Belakangan saya memperoleh kabar dari kawan, rumah tempat Jessica berhenti adalah milik saudagar kaya pemilik saham terbesar satu televisi swasta hebat di negeri ini. Dan Jessica adalah anak keduanya ...



**
Atas ijinnya, saya diperbolehkan menulis fragmen kecil Kartasura-Ungaran ini, dengan catatan namanya disamarkan.

10 Jun 2009

WARTAWAN YANG TERLUPAKAN


SIAP-SIAPLAH tidak terkenal jika Anda menjadi wartawan. Jurnalis tetap duduk di akar rumput tatkala orang-orang yang pernah diprofil melambung di langit ketujuh!

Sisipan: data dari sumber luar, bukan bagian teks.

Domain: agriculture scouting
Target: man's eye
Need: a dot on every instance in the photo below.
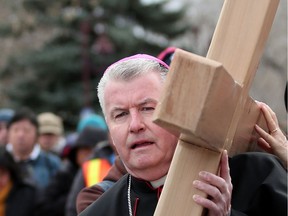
(120, 115)
(148, 109)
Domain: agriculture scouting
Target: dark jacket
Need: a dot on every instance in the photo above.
(52, 200)
(259, 189)
(20, 201)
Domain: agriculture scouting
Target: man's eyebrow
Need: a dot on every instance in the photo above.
(148, 100)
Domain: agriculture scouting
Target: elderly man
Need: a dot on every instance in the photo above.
(128, 93)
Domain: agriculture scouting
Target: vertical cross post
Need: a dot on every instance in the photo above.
(207, 101)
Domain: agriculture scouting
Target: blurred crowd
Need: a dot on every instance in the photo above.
(42, 168)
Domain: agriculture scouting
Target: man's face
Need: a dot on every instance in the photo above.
(145, 148)
(22, 135)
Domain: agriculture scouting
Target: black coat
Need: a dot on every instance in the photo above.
(259, 189)
(52, 200)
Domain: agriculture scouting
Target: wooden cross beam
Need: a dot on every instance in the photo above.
(207, 101)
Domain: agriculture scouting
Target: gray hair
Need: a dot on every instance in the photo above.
(128, 70)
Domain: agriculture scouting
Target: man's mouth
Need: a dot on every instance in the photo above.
(141, 144)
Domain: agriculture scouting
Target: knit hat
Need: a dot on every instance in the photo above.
(91, 120)
(6, 114)
(50, 123)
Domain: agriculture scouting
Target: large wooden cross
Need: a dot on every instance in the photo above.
(207, 100)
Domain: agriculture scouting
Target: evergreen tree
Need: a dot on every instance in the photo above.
(62, 76)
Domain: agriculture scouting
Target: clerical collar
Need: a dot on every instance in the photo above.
(33, 156)
(159, 182)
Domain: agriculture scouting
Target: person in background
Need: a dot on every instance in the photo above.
(51, 133)
(93, 170)
(36, 165)
(53, 199)
(5, 116)
(91, 120)
(16, 196)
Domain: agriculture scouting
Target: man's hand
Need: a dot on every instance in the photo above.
(275, 141)
(218, 189)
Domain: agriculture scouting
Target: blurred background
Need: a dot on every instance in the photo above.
(54, 52)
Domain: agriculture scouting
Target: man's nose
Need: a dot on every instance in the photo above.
(137, 122)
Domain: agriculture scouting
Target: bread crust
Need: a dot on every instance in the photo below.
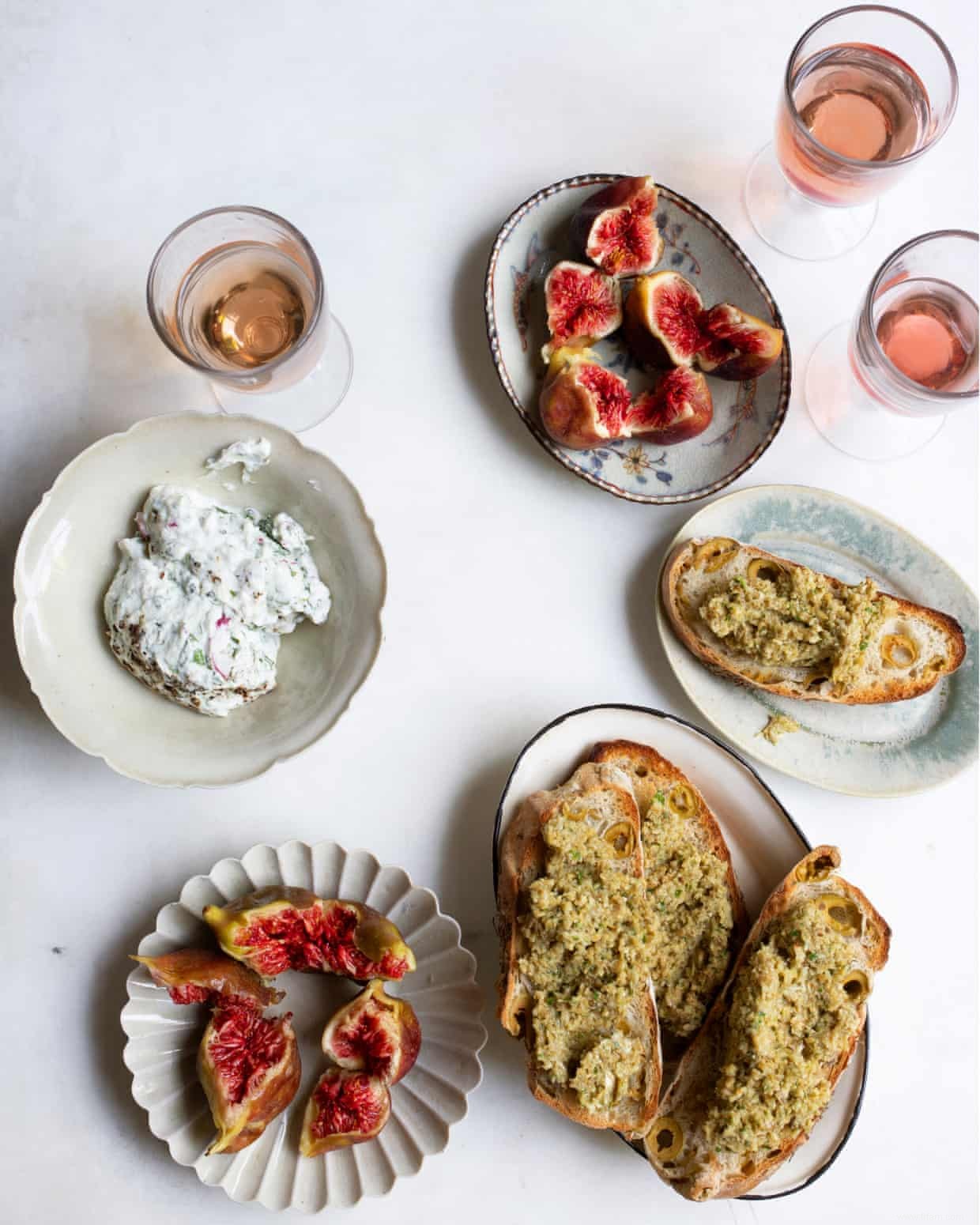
(710, 1180)
(897, 690)
(522, 860)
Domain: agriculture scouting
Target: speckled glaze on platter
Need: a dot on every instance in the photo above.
(748, 416)
(163, 1037)
(764, 843)
(888, 750)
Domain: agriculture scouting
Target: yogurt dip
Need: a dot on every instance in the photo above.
(202, 596)
(251, 454)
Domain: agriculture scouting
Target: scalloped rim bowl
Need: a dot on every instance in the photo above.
(66, 559)
(163, 1037)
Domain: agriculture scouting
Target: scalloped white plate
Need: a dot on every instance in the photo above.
(68, 556)
(163, 1037)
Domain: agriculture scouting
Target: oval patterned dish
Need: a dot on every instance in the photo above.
(748, 416)
(163, 1037)
(68, 556)
(764, 843)
(892, 748)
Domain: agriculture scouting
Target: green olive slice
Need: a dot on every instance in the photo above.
(621, 837)
(842, 913)
(714, 552)
(855, 986)
(681, 800)
(764, 570)
(666, 1138)
(815, 869)
(898, 650)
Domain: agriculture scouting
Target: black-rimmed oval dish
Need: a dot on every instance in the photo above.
(748, 416)
(764, 843)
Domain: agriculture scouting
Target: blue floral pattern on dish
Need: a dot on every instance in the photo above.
(746, 416)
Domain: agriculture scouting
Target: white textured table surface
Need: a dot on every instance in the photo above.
(398, 138)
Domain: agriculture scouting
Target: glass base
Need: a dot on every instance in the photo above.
(305, 403)
(795, 225)
(850, 420)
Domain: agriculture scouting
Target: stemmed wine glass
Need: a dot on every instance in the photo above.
(238, 294)
(879, 387)
(868, 91)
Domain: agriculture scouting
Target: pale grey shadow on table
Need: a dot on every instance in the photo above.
(129, 376)
(642, 596)
(473, 349)
(465, 887)
(111, 1076)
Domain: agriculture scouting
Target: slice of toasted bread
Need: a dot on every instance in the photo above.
(604, 795)
(677, 1144)
(673, 868)
(699, 570)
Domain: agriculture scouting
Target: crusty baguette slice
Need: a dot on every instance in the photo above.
(677, 1146)
(688, 582)
(605, 794)
(654, 778)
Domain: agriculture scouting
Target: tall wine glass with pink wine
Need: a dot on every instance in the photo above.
(880, 387)
(868, 91)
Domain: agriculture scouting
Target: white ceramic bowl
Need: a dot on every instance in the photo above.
(68, 556)
(163, 1037)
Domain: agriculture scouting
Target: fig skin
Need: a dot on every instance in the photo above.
(358, 1106)
(242, 1035)
(582, 305)
(662, 321)
(677, 408)
(616, 228)
(571, 409)
(287, 929)
(374, 1033)
(200, 975)
(737, 345)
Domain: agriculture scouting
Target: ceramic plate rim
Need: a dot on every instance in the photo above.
(21, 599)
(675, 650)
(492, 336)
(748, 766)
(380, 868)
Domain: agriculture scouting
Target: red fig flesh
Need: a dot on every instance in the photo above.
(198, 975)
(677, 408)
(616, 228)
(737, 345)
(249, 1067)
(375, 1033)
(345, 1109)
(582, 403)
(662, 320)
(288, 929)
(583, 305)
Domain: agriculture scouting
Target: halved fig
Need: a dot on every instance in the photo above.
(345, 1107)
(737, 345)
(582, 403)
(198, 975)
(679, 407)
(287, 929)
(375, 1033)
(616, 228)
(583, 305)
(662, 320)
(249, 1067)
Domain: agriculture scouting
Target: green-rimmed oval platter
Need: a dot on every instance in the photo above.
(893, 748)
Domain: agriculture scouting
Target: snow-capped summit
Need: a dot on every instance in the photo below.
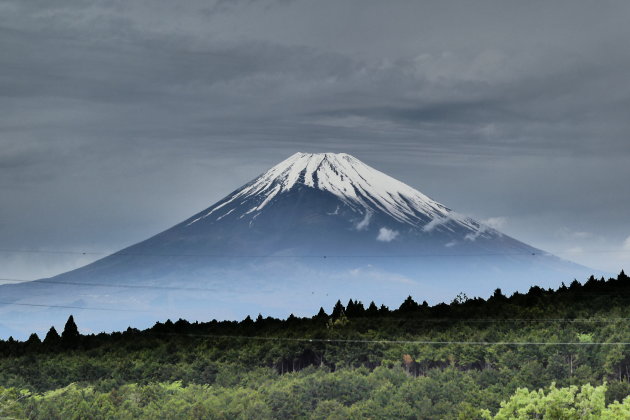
(360, 187)
(315, 228)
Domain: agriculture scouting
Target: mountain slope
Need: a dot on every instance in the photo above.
(311, 230)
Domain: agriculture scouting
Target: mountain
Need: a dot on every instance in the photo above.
(313, 229)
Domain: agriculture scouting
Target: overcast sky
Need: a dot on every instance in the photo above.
(119, 119)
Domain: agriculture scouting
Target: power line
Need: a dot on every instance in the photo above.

Pada suatu kesempatan, tahun 2004, di Semarang, saya bertemu Peggy Melati Sukma. Bukan masalah gampang ketemu empat mata dengannya karena ia kini dibentengi panitia acara, event organizer yang mengundangnya, atau orang-orang sok penting lain. Tapi berkat seorang kawan pemilik EO, saya bisa berhadap-hadapan dengan Peggy di lobi sebuah hotel bintang 4.

"Masih ingat saya, Peggy?" Tanya saya, sok akrab, di luar konteks wawancara.

Peggy meneliti wajah saya beberapa kejap. Lalu ia menggelengkan kepala.

"Tahun 1993 saya mewawanacari Anda, memotret beberapa frame, lalu foto Anda muncul di halaman pertama koran saya. Itu terjadi di sebuah kafe. Anda belum setenar sekarang, dan saat itu Anda didaulat menyanyi dalam rangka ultah media kami. Masih ingat?" Saya mencoba menguak memorinya. Ia tersenyum. Saya membayangkan ia berteriak girang lantaran segera ingat momen itu. Tapi nihil. Ia tetap menggelengkan kepala.

Saya tidak kecewa saat turun menuju parkir mobil, meski 'misi' saya membuka ingatannya tak membuahkan hasil. Itu memang sungguh sangat lama. Peggy diundang untuk meramaikan kompetisi "Gadis Sampul" HUT Mingguan Bahari, koran pertama saya. Lagipula, sudah tentu ratusan wartawan pernah menginterviewnya hingga detik ini, sehingga apalah arti saya.

Saya tidak sedih dilupakan Peggy Melati Sukma karena ada momen lain sebagai pelipur lara. Suatu siang, pertengahan 2005, saya harus berurusan dengan sebuah hotel sohor di Jogja untuk urusan sponsor.

Di lobi, saya termangu menunggu public relations hotel bersangkutan menemui saya. Sampai akhirnya perempuan itu tampak melangkah ke arah saya dengan penuh percaya diri. Perempuan yang cantik dan fashionable. Ia menyalami saya dengan darah hangat dan bersahabat, seolah kami telah belasan tahun saling mengenal.

"Apa kabar, Mas Arief?"

Saya terkejut. Rasanya saya tak pernah mengenalkan diri sebelumnya, tapi ia tahu nama saya. "Dari mana Anda tahu nama saya?" Tanya saya, jujur.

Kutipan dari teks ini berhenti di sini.